Nevertheless, the United States’ interest in Greenland is not new. In 1867, secretary of state William Seward, then of Andrew Johnson administration, showed interest in purchasing Greenland and Iceland from Denmark. He also negotiated the Alaska Purchase with the Russian Empire for $7.2 million, which was finalized on March 30, 1867. Seward was an ardent expansionist. In the summer of the same year, he was negotiating with Denmark for the acquisition of St Thomas and St John (US Virgin Islands), but the treaty, although agreed to, was never effected.
When it was finalized in January 1917, the selling price was $25 million (the equivalent to $575.61 million in 2018 dollars). In March 1917, the United States took possession of the islands.
As for Greenland, its connection to Denmark was severed early in World War II, when in April 1940 Denmark was occupied by Nazi Germany. In April 1941, the United States occupied Greenland to defend it against the invasion by Germany.
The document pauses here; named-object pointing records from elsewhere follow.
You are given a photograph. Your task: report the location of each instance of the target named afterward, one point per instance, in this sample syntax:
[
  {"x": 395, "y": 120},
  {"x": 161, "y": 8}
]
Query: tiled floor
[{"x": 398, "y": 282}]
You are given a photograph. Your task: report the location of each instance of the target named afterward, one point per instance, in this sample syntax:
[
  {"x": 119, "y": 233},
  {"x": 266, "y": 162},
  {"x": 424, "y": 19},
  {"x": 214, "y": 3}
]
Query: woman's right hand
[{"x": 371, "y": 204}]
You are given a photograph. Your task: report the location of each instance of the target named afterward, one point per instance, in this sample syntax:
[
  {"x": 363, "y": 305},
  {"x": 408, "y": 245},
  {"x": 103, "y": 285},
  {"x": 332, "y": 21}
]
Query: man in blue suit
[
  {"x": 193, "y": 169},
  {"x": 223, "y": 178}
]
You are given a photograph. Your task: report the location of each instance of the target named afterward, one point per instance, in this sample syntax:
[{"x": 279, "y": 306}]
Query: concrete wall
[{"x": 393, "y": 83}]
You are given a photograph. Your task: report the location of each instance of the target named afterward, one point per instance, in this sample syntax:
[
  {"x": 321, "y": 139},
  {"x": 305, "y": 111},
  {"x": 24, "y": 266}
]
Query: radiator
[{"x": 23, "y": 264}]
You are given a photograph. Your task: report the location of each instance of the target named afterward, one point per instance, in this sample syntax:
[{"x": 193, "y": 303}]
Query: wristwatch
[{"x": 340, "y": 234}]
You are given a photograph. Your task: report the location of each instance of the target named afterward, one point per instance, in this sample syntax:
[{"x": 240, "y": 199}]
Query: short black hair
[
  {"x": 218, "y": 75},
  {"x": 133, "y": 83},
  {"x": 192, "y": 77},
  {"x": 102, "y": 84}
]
The U.S. occupation of Greenland lasted until 1945. In 1946, the United States developed a geopolitical interest in Greenland and offered to buy the island from Denmark for $100 million. However, Denmark refused to sell it.
The United States remains highly interested in investing in the resource base of Greenland. In 1950, Denmark agreed to allow the United States to re-establish Thule Air Base, which was expanded between 1951 and 1953 as part of a unified NATO Cold War defense strategy. The treaty between the United States and Denmark has been used by both U.S. Air Force Space command and the North American Aerospace Defense Command (NORAD).
Thule Air Base is the US military’s northernmost base, located about 750 miles (over 1,207 kilometers) above the Arctic Circle and includes a ballistic missile radar station. The radar and listening post features a Ballistic Missile Early Warning System that can warn of incoming intercontinental ballistic missiles and reaches thousands of miles into Russian territory.
President Donald Trump has brought up buying Greenland from Denmark on multiple occasions, and the White House counsel’s office has looked into the possibility. The president’s interest in buying Greenland was first reported on August 15, 2019, by The Wall Street Journal, which mentioned that Trump has raised the issue during meetings and dinners, sometime this past spring, asking aides and listening seriously about the possibility and advantages of owning Greenland. He expressed interest in the idea and had questions about the island’s military and research potential.
According to the same sources, Trump told associates he had been advised to look into buying Greenland because Denmark faced financial trouble from supporting the territory. Denmark is struggling to provide financial assistance every year to the 56,000-person territory, valued at $591 million in subsidies.
There might be also other reasons – for instance, the reason to want total dominion over Greenland in order to gain the power to exclude China. China has also expressed interest in the island for an Atlantic base that would put it on America’s and Europe’s doorstep. In 2017, Denmark blocked a Chinese attempt to buy an abandoned naval base there, but the Chinese mining interests in the area are expanding. China plays a long game and its interest for the Arctic region is notorious.
So, the United States has two possibilities to keep the Chinese out: either to rely on the loyalty of the governments of Denmark and Greenland (as Beijing throws more money around), or – why not? – to acquire Greenland and tell the Chinese to scram.
Advisers have said Trump sees purchasing Greenland as equivalent to the 1867 acquisition of Alaska. The purchase would be a potential legacy-builder for Trump, similar to president Dwight Eisenhower’s statehood for Alaska. Buying Greenland would bring the president the glory of adding an 836,330-square-mile (2.1 million square kilometers) island to the United States. This gives him a legacy that neither president Harry Truman’s nor president Andrew Jackson’s administrations could claim after their failed attempts to buy Greenland from Denmark.
Coincidentally (or not), the president will be making his first visit to Denmark in September 2019.